Dry skin is one of our biggest beauty foes. It can be caused by the weather, harsh skincare products, excessive UVA/UVB exposure, and unhealthy lifestyle habits, like smoking. Dry skin can make you break out and look dull, and even cause itchiness. Thankfully though, there are so many skincare products and ingredients that can help you maintain a healthy (and moisturized!) skin barrier, like hyaluronic acid.
Hyaluronic acid is a popular ingredient you’ve probably noticed pop up in a ton of moisturizing skincare products, like face creams and serums. It’s an ingredient naturally found in our skin, and it’s known for its ability to hold up to 1000 times its weight in water, which then helps with moisture retention. Studies show that hyaluronic acid helps fight signs of aging by plumping fine lines, helps small wounds heal faster, and works to give skin a healthy glow. To better understand what hyaluronic is and how it works on our skin, we tapped a top-notch dermatologist and a celebrity-loved facialist to answer our most pressing questions.
What does hyaluronic acid do to your skin?
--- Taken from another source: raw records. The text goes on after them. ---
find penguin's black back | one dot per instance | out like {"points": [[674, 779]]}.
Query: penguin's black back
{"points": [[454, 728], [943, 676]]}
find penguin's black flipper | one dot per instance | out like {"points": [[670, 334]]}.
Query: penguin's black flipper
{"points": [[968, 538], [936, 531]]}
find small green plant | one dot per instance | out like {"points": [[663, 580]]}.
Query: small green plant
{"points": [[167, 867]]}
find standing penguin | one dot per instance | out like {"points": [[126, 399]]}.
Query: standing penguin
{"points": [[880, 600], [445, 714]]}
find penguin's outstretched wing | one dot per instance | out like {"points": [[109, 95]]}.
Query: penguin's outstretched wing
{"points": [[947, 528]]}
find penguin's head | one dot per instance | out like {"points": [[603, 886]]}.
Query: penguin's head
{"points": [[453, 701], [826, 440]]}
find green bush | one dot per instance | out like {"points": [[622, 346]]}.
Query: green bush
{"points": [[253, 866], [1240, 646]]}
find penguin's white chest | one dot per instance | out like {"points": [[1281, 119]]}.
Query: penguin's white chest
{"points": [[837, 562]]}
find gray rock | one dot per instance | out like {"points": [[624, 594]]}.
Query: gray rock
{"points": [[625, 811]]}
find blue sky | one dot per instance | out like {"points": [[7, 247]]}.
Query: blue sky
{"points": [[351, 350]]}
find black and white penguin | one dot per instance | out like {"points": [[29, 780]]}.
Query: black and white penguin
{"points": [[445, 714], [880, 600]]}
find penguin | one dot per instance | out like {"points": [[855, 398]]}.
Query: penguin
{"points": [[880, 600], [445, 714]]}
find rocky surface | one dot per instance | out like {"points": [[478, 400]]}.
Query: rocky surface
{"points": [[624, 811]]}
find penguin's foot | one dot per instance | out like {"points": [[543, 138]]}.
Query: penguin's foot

Basically, it helps replenish the skin of its moisture levels and gives it a boost of hydration. “I refer to hyaluronic acid as a big drink of water for the skin,” says celebrity facialist Candace Marino. “Its lightweight formula is instantly absorbed by the skin to quench parched, dull complexions—your skin literally drinks it up.”
Does hyaluronic acid really work?
Yes! Shari Sperling, D.O., a board-certified dermatologist, says that it takes a few weeks to see real results, which is how long skin takes to start responding to an ingredient due to the life cycle of skin cells.
What is hyaluronic acid made of?
“It can be animal-derived, plant-derived, or synthesized in a lab by fermenting bacteria,” explains Marino. “When it’s animal-derived, it usually comes from the connective tissues and joints of cows. Plant-derived hyaluronic acid comes from wheat or botanical sources.”
Who will best benefit from hyaluronic acid?
All skin types can benefit from it. The amount of hyaluronic acid we naturally produce in our bodies declines with age, so if you start to notice fine lines and wish to tackle them, that could be a good indicator of when to start incorporating it more into a regular skincare routine—especially since it works well with retinol. Marino also calls it a hero ingredient for those with oily or acne-prone skin: “When it comes to breakouts, generally people think to dry out their skin using harsh toners, drying masks and spot treatments, but the problem with this is that when stripped of its hydration and moisture levels, the skin will send a signal to the brain that it’s not protected and from there it will produce even more oil. Not only is hyaluronic acid important to address the hydration content of the skin, but it’s essential for holding on to moisture—it’s like a balancing act for the skin.”